When the officer returned about fifteen minutes later, I felt pretty certain of my answer from kinesiology. He asked me to look at each subject again carefully, and try to give a positive ID. "I don't want to convict an innocent man of this crime," he said. I fully agreed. Two thoughts went through my head: how certain can I really be of this kinesiology, given my emotional state now; and even if I trust my kinesiology, is it ethical to base an ID on information that would not be acceptable in the legal system. (I assumed that it would be a major undertaking to make information from a coning received through muscle-testing admissible in court. I felt that for me to ethically use such information within the context of the legal system, it had to be capable of passing this test, whether or not I thought it would actually come to that.) I looked into the eyes of the main suspect through the window of the police car. The case rested on what I said at that moment. Although I felt certain of my kinesiology, I made the decision that it was not ethical to use it to make a legal conviction. I relied only on what I consciously knew and could remember, and that was not enough at that moment to be certain that this was the individual who took my money earlier that night. I repeated what I had already said, that I couldn't be fully certain if this was the guy because I didn't get a good look at him to begin with. The police accepted this, and I was shuttled back to the station to finish that report (finally!). I realized that although I decided it was not right for me to identify any of my offenders given the situation, I did see and feel a sense of balance restored in a very real and tangible way. By the end of the night, with the help of the police, nature and the White Brotherhood, I had reclaimed the power that had been taken from me, and I faced the decision of how to use it.

I stayed in touch with the officer for a few days, even though I was not pressing charges, and he informed me that there was a strong case against the young men for another crime from the same night. Nevertheless, I still had to deal with my reactions to being the victim of this crime. I could not walk outside of my apartment without feeling threatened. Even though my fear was sometimes blatantly irrational, it was certainly real. I conducted several MAP/Calibration sessions focused on my reaction to the robbery in the weeks following this incident. Both MAP and flower essences continue to help me deal with my emotional, mental and physical reactions to this experience.

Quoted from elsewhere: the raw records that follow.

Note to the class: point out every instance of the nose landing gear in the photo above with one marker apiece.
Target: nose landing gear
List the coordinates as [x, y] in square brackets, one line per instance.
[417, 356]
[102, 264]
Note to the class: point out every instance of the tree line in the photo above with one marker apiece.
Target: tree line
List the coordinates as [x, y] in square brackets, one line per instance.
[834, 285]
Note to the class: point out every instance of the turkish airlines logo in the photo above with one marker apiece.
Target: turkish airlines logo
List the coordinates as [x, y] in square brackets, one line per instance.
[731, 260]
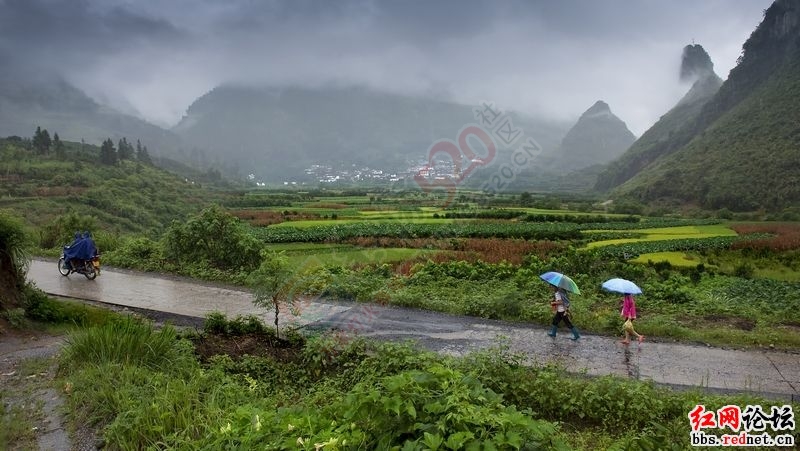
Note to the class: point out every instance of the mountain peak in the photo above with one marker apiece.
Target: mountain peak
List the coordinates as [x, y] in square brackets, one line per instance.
[599, 107]
[695, 64]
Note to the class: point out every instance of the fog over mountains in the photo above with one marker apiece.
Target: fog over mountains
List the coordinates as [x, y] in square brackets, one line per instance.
[242, 89]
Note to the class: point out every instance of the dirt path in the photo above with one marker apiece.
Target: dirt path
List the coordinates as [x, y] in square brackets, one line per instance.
[28, 385]
[768, 373]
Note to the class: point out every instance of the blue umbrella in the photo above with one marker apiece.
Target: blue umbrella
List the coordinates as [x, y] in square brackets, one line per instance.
[561, 281]
[622, 286]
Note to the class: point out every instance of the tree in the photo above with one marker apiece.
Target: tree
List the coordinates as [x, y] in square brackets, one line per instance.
[213, 237]
[124, 149]
[142, 154]
[272, 284]
[41, 140]
[108, 155]
[58, 145]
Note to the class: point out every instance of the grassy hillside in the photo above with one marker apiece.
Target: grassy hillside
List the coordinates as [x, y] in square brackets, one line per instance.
[50, 102]
[276, 133]
[127, 197]
[742, 152]
[597, 138]
[748, 159]
[672, 130]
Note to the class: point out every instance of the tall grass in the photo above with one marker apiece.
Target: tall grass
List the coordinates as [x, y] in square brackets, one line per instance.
[127, 341]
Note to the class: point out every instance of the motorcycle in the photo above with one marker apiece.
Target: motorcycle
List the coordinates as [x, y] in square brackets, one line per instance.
[89, 268]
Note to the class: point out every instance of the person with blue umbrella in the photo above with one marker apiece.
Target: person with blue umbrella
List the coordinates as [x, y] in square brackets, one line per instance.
[628, 312]
[561, 284]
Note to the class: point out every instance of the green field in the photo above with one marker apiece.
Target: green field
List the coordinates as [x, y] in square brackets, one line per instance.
[305, 255]
[679, 259]
[669, 233]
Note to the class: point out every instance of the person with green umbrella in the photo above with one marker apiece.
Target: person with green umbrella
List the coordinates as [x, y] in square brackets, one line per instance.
[560, 301]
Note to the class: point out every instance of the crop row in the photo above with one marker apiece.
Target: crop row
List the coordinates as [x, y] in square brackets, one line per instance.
[649, 223]
[340, 232]
[631, 250]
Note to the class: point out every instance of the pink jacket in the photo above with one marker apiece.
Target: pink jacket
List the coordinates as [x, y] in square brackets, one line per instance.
[628, 307]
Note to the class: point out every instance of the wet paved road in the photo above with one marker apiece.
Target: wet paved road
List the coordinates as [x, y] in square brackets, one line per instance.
[771, 373]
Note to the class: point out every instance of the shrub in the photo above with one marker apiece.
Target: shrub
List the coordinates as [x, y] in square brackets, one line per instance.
[212, 236]
[124, 341]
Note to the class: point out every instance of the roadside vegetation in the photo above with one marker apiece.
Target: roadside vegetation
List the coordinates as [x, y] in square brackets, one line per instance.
[240, 384]
[236, 385]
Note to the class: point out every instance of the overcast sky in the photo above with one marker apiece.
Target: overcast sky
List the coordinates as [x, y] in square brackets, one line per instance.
[550, 58]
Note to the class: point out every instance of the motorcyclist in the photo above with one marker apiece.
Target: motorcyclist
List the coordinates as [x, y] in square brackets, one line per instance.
[73, 245]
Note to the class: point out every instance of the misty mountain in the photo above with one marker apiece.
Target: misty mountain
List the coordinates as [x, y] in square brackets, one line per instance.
[742, 150]
[275, 133]
[597, 138]
[672, 130]
[28, 101]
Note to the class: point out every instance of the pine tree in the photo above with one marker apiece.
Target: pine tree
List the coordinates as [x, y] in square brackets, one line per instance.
[41, 140]
[108, 155]
[144, 156]
[58, 145]
[124, 149]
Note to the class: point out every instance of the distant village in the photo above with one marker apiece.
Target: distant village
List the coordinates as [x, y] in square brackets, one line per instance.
[325, 173]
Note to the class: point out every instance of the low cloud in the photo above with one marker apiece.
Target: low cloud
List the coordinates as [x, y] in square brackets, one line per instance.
[551, 59]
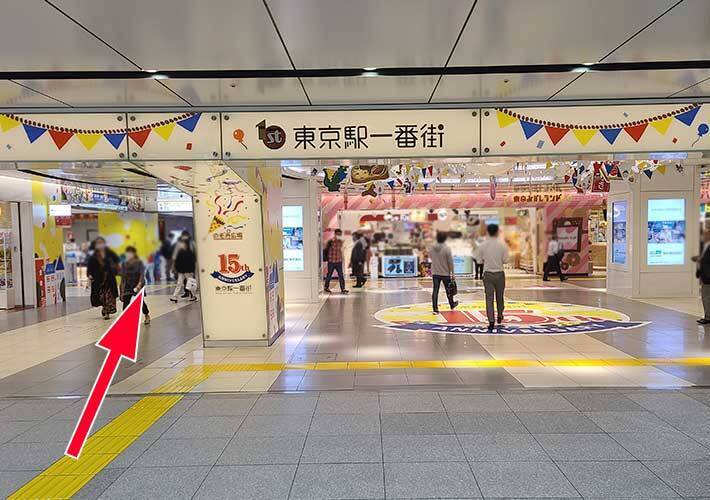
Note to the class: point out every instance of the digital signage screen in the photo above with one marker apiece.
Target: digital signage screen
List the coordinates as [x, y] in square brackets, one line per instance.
[618, 232]
[293, 238]
[666, 232]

As a result of this whole ordeal, I have gathered several good insights and suggestions. First, don't walk home late at night by yourself. Second, if you do get in a sticky situation, it is always possible to call for assistance through a coning. To make this easier for me, I have set up a "quick dial" coning. I opened this safety coning again, stated that when I say, "safety coning open," I would like to be automatically connected with the Deva of Safety, Pan, the White Brotherhood, and my higher self. Then I verified that this was workable and practiced a few times. Third, sometimes it is best to let a coning get information and assistance to you in ways other than through kinesiology. Who knows, maybe I would have remembered some critical detail that night, if I hadn't relied upon kinesiology. And finally, MAP/Calibration sessions are an excellent way to move through post-trauma processing. Of course, I hope no one reading this will have to face such an experience. But if you do, remember that you can ask for nature's assistance. Then take a close look at the guy's shoes.